Mark Wienert: That reporter combined a bunch of stuff, and it was taken way out of proportion. I already had a lot of the information on my blog. There wasn't any cover-up. This guy had an agenda.

Grylls: It made a good headline: Bear stays in a motel when filming. But the truth is less exciting. I spend a lot of nights under the stars, and for the times when I am not filming the live stuff out in the wild, or I'm about to illustrate something really physically exhausting, I stay with the crew in a base-camp lodge.

Reader comments on a New York Times blog report on the scandal:
1.  Knew it! I saw an episode where he used his backpack as flotation and floated down a river for miles. One problem: You could clearly see the outline of his life jacket under his sweatshirt.
2.  I suspected as much but don't care. I find it entertaining regardless. He's fun to watch. The situations are amusing and informative. Anyone who believes it's utterly authentic must be pretty naive.
3.  Even though TV "reality" shows are hardly that, it should be made clear when events are staged.
4.  If TV chefs can have food prepared in various stages because the viewer doesn't have time to watch it bake, then Mr. Grylls shouldn't be faulted for this either.

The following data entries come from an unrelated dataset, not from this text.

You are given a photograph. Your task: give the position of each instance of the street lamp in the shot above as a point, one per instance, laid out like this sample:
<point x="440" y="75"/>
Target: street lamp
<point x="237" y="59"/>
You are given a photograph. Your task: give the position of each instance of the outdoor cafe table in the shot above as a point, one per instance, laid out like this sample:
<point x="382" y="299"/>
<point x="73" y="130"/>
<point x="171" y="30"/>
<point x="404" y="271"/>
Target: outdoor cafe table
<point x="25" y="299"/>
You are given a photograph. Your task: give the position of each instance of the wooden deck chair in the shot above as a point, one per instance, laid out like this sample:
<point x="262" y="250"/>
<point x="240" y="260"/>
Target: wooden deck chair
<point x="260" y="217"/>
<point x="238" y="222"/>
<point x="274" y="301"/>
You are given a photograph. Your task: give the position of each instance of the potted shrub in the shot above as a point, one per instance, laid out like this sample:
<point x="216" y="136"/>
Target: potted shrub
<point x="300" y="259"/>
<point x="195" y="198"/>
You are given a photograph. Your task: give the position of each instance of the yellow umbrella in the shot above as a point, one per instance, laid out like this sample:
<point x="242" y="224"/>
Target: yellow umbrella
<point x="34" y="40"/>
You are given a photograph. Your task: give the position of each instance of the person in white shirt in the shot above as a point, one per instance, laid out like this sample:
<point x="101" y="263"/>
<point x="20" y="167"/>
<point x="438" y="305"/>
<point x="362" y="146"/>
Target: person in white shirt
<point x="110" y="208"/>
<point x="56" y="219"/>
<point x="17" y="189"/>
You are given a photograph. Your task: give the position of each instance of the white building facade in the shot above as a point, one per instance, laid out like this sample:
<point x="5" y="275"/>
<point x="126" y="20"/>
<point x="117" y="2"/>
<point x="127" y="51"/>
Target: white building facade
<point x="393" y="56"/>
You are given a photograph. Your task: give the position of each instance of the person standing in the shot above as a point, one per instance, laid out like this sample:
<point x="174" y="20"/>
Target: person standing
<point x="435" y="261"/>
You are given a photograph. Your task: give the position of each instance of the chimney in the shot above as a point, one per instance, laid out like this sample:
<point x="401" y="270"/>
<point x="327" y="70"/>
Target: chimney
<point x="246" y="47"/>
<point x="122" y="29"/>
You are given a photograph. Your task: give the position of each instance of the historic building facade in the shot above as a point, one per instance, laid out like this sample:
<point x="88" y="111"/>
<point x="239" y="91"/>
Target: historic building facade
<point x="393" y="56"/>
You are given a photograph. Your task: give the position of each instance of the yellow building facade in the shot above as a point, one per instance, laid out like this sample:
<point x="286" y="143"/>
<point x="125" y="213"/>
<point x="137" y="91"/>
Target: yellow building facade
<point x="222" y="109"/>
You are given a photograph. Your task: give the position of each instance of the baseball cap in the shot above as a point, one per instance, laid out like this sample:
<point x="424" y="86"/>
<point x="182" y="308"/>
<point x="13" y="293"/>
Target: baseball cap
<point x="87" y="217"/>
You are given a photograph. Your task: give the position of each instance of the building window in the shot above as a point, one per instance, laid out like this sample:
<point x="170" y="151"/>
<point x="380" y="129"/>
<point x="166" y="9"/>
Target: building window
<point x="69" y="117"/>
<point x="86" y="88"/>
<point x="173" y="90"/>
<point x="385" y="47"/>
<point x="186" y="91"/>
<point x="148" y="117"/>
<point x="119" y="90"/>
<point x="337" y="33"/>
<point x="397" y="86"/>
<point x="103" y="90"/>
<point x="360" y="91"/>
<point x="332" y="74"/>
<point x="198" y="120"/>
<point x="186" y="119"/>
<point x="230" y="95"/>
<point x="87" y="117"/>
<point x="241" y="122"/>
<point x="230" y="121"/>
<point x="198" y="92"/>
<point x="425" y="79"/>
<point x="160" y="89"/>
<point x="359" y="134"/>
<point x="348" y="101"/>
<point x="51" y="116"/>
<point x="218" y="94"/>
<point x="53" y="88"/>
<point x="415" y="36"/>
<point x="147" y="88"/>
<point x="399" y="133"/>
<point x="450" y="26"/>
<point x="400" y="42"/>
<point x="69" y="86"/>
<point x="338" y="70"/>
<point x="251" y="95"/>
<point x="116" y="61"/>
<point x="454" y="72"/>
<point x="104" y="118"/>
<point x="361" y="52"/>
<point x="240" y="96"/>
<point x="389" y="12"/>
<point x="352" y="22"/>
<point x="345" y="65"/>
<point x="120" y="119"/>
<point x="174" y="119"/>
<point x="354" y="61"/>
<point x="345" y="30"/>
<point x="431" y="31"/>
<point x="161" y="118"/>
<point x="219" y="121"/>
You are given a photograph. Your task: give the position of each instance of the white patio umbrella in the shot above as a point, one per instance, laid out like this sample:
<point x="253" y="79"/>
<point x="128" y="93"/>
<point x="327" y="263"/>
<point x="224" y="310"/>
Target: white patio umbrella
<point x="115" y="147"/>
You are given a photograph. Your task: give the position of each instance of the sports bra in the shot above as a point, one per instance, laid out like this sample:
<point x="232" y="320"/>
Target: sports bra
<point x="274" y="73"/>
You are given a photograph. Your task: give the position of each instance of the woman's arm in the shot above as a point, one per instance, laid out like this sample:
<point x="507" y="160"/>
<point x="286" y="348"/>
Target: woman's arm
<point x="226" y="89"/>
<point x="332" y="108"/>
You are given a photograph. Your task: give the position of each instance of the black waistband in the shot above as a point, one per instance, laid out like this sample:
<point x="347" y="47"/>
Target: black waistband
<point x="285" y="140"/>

Sir Ranulph Fiennes, celebrated British adventurer, posting on Grylls's Web site: The Daily Mail's attack on Bear Grylls mentions that he is "the cheese soufflé" of the adventure world. [Special forces] membership requires distinctly non-cheese-soufflé people. [The attack is] irrelevant and cheap, suggestive journalism of a misleading nature.

Grylls: It's been hard. I'm not that bulletproof underneath it all!

Robert Thompson, professor of television and popular culture, Syracuse University: How much reality do we demand from our reality shows? In this case, all the voltage of the show comes from the adventure and danger. This scandal gets at the fundamental heart of what the show is about.

Laughton: I don't believe that it makes the slightest difference. If the production company books you a room, you wouldn't go sleep in the car park instead just to show the world how tough you are! It is a TV show, not an expedition.

Grylls: As to the question "Are things ever staged?" the answer is, on occasions, yes. We have to condense so much action into a few days, and that involves good prior planning.

Thompson: Not everyone's watching for educational purposes. Steve Irwin's show was educational, but where would he have been if the crocodiles had been robots? The fact that he died while filming ... he was in real danger out there. Some of these shows rely on street cred.

Wienert: My experience with TV is that if you sit there and film someone sitting in the brush for 45 minutes, you are not going to have much of a show. But did Bear risk his life? Did he put himself in all those shoots I was involved in? Absolutely.